No final de setembro, o governo lançou via Medida Provisória a MP 746/2016, uma reforma no ensino médio. A repercussão foi imediata, tanto pela forma autoritária de propor as mudanças, como pelas alterações em si, apontadas como uma forma de desestimular o pensamento crítico. As polêmicas começam pelo fim da obrigatoriedade das disciplinas de Filosofia, Sociologia, Artes e Educação Física. Depois da reação negativa, o governo fez um pequeno ajuste, para que as quatro disciplinas sigam sendo ministradas até o segundo ano letivo após a aprovação da nova Base Nacional Comum Curricular (BNCC), que deve ocorrer “em meados de 2017”. Mas a garantia de que integrem o currículo foi retirada da Lei de Diretrizes e Bases da Educação (LDB). Ou seja, o governo fez de conta que capitulou, mas manteve sua posição inicial. Além disso, a MP estabelece que somente Português, Matemática e Inglês são disciplinas obrigatórias. A justificativa do Ministério da Educação (MEC) é de que os conteúdos essenciais de todas as outras disciplinas acabarão contemplados no conteúdo obrigatório a ser definido pela BNCC.

A MP estabelece também que o ensino médio possa ser organizado em módulos e com um sistema de créditos ou disciplinas, mas não detalhou como. Quanto às escolas e redes de ensino, não serão obrigadas a oferecer as cinco modalidades de ênfase do currículo (Linguagens, Matemática, Ciências da natureza, Ciências humanas e Formação técnica). A Formação técnica e profissional, que passa a ter peso equivalente às outras quatro modalidades, inclui para o aluno a possibilidade de “experiência prática no setor produtivo”. E os professores poderão ser “profissionais com notório saber”. Até então, a lei exigia que eles fossem trabalhadores da educação com diploma técnico ou superior em área pedagógica ou afim. O pacote de mudanças também amplia ‘progressivamente’ a carga horária, que hoje é de 800 horas no ano, para 1.400 horas, sem estabelecer prazo para a ampliação e o mínimo de dias letivos no ano (hoje são 200).

Reforma trabalhista

O objetivo do governo é a flexibilização da Consolidação das Leis do Trabalho (CLT), de forma que os acordos coletivos entre patrões e empregados possam prevalecer sobre a legislação.

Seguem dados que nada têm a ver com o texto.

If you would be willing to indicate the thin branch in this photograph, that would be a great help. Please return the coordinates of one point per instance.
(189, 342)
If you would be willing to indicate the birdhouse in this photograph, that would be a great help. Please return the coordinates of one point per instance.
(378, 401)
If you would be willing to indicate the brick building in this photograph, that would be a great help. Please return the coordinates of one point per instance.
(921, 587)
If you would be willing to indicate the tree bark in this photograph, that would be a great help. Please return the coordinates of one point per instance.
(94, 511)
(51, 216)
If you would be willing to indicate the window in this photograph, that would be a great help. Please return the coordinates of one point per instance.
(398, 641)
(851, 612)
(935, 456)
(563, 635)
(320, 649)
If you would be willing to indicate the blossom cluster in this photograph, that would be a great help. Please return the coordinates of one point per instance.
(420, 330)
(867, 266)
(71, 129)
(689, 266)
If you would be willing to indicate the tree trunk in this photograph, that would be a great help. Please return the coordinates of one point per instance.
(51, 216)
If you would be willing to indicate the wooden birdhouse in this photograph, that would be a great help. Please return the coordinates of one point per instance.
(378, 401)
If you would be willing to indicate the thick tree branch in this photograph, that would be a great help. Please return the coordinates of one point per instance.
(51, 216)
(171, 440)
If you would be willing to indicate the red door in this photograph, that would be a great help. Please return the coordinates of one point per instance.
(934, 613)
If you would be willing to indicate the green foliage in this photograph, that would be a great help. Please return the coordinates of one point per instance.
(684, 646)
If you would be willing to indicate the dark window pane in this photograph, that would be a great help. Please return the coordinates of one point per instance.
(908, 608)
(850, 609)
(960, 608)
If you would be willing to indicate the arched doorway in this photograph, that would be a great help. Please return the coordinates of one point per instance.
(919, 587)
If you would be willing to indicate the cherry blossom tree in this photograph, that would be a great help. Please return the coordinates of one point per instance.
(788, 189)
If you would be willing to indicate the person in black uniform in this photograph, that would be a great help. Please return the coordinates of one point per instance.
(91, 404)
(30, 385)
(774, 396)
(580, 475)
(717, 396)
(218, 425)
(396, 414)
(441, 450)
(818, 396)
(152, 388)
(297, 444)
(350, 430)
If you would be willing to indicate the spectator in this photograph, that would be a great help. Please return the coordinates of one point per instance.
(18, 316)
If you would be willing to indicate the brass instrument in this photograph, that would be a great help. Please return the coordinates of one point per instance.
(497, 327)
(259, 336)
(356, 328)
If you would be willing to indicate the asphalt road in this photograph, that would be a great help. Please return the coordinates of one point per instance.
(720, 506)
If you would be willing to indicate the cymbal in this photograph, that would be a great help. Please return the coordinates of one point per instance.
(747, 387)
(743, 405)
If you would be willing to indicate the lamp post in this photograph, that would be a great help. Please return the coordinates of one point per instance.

A mudança é pleiteada pelas maiores entidades representativas do empresariado, como a Federação das Indústrias de São Paulo (Fiesp) e a Confederação Nacional da Indústria (CNI).

A proposta do governo tem um alvo: o artigo 7º da Constituição Federal, que elenca 34 direitos de trabalhadores urbanos e rurais e, por isso, abarca uma ampla gama de conquistas obtidas ao longo de décadas, e que vão das regras do FGTS ao tempo de intervalo para o almoço. Entre eles, estão alterações em pontos que tratam do limite da jornada diária de trabalho, banco de horas, redução de salário, alíquotas de adicional noturno e insalubridade, auxílio-creche, salário mínimo para meio-expediente, participação em lucros e resultados, possibilidade de divisão de férias, parcelamento do 13º salário, remuneração quando o trabalhador fica à disposição do empregador e licença-paternidade. Seriam poupadas da reforma as regras em vigor para o seguro-desemprego, o salário-família, a remuneração de 50% acima da hora normal, o aviso prévio proporcional ao tempo de serviço e a licença-maternidade de 120 dias.


O governo inicialmente assegurava ter pressa em implementar a reforma. Mais uma vez, contudo, se ‘atrapalhou’ na comunicação e voltou atrás depois de o detalhamento de parte das medidas ter recebido críticas contundentes de entidades de trabalhadores e de movimentos da sociedade organizada. A confusão começou no início de setembro quando, após encontro com sindicalistas em Brasília, o ministro do Trabalho, o gaúcho Ronaldo Nogueira (PTB), ter anunciado que a proposta do governo incluía carga horária diária de até 12 horas e possibilidade de contrato de trabalho por horas trabalhadas e por produtividade. Ante a repercussão negativa, o ministro disse que havia ocorrido um mal-entendido. No final do mês, afirmou que a reforma ficará para o segundo semestre de 2017.